When it comes to interviews, words are considered the most important part of the interview process. How we convey ourselves through words in response to the interviewer’s questions can make or break our chances of getting the job.
But what about body language? Often we’re so nervous or focused on how we get our credentials across in the best way possible, that we don’t always pick up on the subtle signals from the interviewer that gives away crucial information. Using the interviewer’s body language to your benefit can up your chances of landing that job.
Interview Is the Arena for You to Demonstrate How Personable You Are
As mentioned before, what we say in an interview is important in order to inform the interviewer of your suitability for the role. But what’s equally important is how personable we are in terms of how we come across.

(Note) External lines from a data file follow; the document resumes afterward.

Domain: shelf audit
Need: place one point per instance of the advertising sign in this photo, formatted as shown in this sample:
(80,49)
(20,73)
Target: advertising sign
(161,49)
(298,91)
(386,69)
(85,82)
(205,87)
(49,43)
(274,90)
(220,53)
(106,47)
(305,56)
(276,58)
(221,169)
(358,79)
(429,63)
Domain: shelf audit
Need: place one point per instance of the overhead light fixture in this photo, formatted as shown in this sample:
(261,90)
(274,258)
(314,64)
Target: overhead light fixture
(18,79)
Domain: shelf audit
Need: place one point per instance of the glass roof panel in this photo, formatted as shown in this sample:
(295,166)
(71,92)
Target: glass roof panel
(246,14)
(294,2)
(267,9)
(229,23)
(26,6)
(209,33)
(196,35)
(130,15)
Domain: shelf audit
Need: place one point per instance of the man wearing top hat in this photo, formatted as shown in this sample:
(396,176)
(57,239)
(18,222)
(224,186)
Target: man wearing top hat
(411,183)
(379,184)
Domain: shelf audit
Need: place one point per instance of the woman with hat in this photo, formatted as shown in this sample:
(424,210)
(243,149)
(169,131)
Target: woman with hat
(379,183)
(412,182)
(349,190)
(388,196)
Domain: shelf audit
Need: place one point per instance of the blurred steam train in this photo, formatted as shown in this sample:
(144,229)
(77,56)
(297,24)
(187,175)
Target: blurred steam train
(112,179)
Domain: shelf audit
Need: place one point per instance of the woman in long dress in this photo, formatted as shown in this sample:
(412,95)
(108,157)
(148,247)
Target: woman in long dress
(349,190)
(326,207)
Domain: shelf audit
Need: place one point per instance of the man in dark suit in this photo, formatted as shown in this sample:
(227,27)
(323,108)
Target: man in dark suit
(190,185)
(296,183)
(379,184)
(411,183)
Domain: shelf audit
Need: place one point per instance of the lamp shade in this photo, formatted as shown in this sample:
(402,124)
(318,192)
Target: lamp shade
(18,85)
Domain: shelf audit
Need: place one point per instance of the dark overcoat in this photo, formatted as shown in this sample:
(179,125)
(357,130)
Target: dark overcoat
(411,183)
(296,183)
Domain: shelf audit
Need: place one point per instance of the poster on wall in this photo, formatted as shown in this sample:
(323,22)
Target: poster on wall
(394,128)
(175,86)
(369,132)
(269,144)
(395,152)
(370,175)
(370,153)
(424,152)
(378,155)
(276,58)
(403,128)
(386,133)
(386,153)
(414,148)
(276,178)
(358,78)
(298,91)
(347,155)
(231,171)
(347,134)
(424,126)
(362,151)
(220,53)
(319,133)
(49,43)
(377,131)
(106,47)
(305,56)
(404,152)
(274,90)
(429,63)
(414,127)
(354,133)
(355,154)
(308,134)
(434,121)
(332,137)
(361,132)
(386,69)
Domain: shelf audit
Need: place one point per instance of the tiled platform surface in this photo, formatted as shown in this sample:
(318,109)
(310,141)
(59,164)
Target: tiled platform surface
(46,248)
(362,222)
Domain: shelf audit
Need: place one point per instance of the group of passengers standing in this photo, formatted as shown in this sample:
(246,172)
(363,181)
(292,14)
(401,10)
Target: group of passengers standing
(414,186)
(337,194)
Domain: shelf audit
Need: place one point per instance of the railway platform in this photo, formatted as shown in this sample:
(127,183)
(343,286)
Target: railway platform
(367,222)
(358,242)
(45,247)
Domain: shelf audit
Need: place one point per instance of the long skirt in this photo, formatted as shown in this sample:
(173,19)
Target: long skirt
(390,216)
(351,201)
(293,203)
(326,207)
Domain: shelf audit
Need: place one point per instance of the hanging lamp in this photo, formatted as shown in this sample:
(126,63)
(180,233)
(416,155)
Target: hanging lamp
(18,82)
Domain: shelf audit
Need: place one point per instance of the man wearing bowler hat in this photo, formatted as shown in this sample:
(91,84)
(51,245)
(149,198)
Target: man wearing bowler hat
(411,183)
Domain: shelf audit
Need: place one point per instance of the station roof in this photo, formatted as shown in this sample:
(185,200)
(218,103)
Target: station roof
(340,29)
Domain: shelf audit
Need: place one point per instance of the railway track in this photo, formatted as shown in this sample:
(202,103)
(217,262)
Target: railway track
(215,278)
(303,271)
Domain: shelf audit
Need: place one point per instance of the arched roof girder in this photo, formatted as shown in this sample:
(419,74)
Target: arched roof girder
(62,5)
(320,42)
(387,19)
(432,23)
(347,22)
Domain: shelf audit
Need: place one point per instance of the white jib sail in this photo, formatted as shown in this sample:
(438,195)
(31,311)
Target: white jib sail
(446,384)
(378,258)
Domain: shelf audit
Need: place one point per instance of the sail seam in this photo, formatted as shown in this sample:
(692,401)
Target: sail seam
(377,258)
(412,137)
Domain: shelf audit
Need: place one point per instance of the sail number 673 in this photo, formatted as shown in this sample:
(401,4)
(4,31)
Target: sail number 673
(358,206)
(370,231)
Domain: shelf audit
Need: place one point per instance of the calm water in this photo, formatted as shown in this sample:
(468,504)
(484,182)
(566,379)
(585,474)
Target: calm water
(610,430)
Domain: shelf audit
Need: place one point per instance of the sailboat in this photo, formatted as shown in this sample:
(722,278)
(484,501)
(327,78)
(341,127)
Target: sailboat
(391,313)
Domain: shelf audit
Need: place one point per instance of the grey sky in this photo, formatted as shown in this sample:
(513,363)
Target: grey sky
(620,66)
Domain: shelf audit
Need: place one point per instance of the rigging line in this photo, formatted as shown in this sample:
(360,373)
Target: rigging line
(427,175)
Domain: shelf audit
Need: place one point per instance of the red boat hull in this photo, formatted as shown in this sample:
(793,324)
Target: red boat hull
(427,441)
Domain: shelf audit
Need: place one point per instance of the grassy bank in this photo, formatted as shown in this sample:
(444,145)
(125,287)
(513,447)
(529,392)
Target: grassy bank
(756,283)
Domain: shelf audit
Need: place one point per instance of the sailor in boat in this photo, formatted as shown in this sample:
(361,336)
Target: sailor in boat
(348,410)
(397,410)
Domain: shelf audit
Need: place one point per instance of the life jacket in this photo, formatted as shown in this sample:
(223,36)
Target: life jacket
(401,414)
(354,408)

It can be easy to adopt a ‘them and me’ mentality where we see the interviewer across the table as a machine we have to convince to hire us – void of any human thought or perspective but of course this isn’t true. Interviewers do have their preferences and biases to a certain degree when it comes to the type of person you come across as.
This is why creating a smooth and pleasant interview can really get you ahead of other candidates because this, in effect, is showing them you are someone likeable and agreeable to work together with. As humans, we automatically seek out those who are amiable and make us feel comfortable.
And, of course, we all prefer working with people who can easily understand what we mean and and convey a relevant corresponding response.
The More You Can Decode the Interviewer’s Body Language, the More You’re Able to Turn Threats into Opportunities
Our own body language is extremely important in interviews but how much attention do you pay to the interviewer’s?
Reading the positive body language that interviewers give off – usually smiling and nodding as you give your answer and as a reaction to how you’re behaving – is pretty easy. However, trying to decode negative body language is where it can start to get tricky.
For starters, any negative body language we do pick up on, can send us into a worrying and negative mindset making us think the interview maybe isn’t going as well as we thought. But what’s worse is misunderstanding what the negative body language means causing us to correct ourselves in the wrong way. This can then give off the wrong signals and may even sabotage the interview.
The reality is that interviews rarely go completely smoothly and in fact it can be a perfect test if you have the ability to turn, what seems like a negative, into an opportunity. This is why being able to decode body language more effectively will help you more with landing the job.
Common Negative Body Language and How to React Well to It
Here is some common body language from interviewers that could be interpreted as negative and the best course of action to take to make a good impact.
When someone raises their eyebrows it’s usually interpreted by the other person as having said something surprising or questionable. If the interviewer does this you should stop what you’re saying and clarify your point before they have to ask.
Not Making Eye Contact
If they’ve been making good eye contact up to this point (ruling out the possibility of having difficulty with eye contact) it’s usually a sign that they’re losing interest. Here you should either get to the point more quickly or change the strategy of answering the question.
Tapping on the Desk or Fidgeting
This is a sign that they are aware of time restraints so either they feel time is running out or the end of the interview is approaching. Use this to your advantage by taking the opportunity to add any extra qualities you want to highlight (as long as they are in context).
They Stop Taking Notes
It can be disconcerting when you notice that they’ve stopped writing down what you’re saying and usually it is a sign that your answer may not be satisfactory enough. When this happens, make sure you end your point as quickly as possible and begin another one. It may also be better to try a different approach.
Always Enter an Interview With a Positive Mindset
Remember, decoding body language can be subjective. While the interviewer may well be giving away what they’re thinking, for many it’s an intentional way to see how well you react under pressure. But don’t let this put you off – if you maintain a positive mindset throughout and be aware of possible negative signs then you will be more relaxed in dealing with them.
If indeed they are testing you, reacting in a calm and confident manner is the way to show them you aren’t flustered or easily put off.
By adopting this positive mindset:
- You realise that you shouldn’t expect to get every question right. Much of the time, the interviewer may not fully know the answer themselves or they’re more interested in your thought processes. So stay calm and relaxed even if you feel you’ve answered incorrectly.
- You will be less likely to judge yourself harshly or put pressure on yourself to perform perfectly. This will allow the interview to flow in a more natural state and let the interviewer see you in a more personable way rather than in complete interview mode.
- You will be more confident in realising that the interview is just as much for you as it is for them. Asking questions to gather more information for yourself will not only benefit you, but allow a better and more natural interaction during the interview.
- You will realise that not all interviewers are prepared and often aren’t especially trained in interviewing. If you keep this in mind, even if the interviewer is very professional, it will stop you from developing that sense of inferiority.
- You will be more likely to maintain enthusiasm which goes a long way when shown at the right times during an interview.
So next time you enter the interview room, be aware of negative body language, stay calm and react accordingly. Be positive and be personable – this is what interviewers are always looking for, if not to see if you’re a good fit, then definitely on a subconscious level. Good luck!